Prerequisites for MACsec Encryption
Prerequisites for MACsec Encryption
This section list the prerequisites for MACsec encryption:
-
Enable the ssci-based-on-sci command while configuring MACsec encryption on the device to allow interoperability with non-Cisco and non-IOS XE devices.
-
Ensure that 802.1x authentication and AAA are configured on your device.
-
You must configure the flowcontrol receive desired command on all MACsec-enabled ports to enable flowcontrol explicitly.

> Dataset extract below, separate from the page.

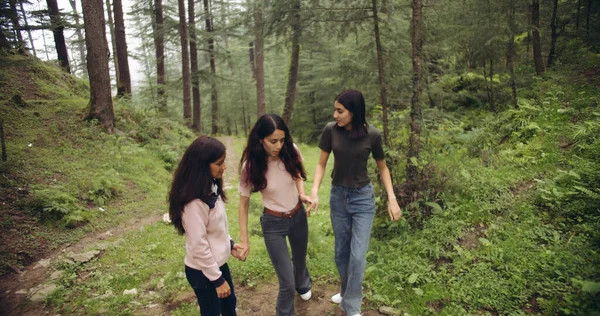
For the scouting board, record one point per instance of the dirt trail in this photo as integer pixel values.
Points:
(252, 301)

Prerequisites for Certificate-Based MACsec
This section list the prerequisites for Certificate-Based MACsec:
-
Ensure that you have a Certificate Authority (CA) server configured for your network.
-
Generate a CA certificate.
-
Ensure that you have configured Cisco Identity Services Engine (ISE) Release 2.0.
-
Ensure that both the participating devices, the CA server, and Cisco Identity Services Engine (ISE) are synchronized using Network Time Protocol (NTP). If time is not synchronized on all your devices, certificates will not be validated.
Prerequisites for WAN MACsec
This section list the prerequisites for WAN MACsec:
-
The 802.1Q cleartag must be configured using the macsec dot1q-in-clear 1 command.
-
Support for GCM-AES-128 and GCM-AES-256 with MACsec Extended Packet Numbering (XPN).
-
A configurable option to change the EtherType of an EAP-over-LAN (EAPOL) to 0x876F.
-
Support for P2P and P2MP for VLAN-based Ethernet Line (E-LINE) and emulated LAN (ELAN) deployments.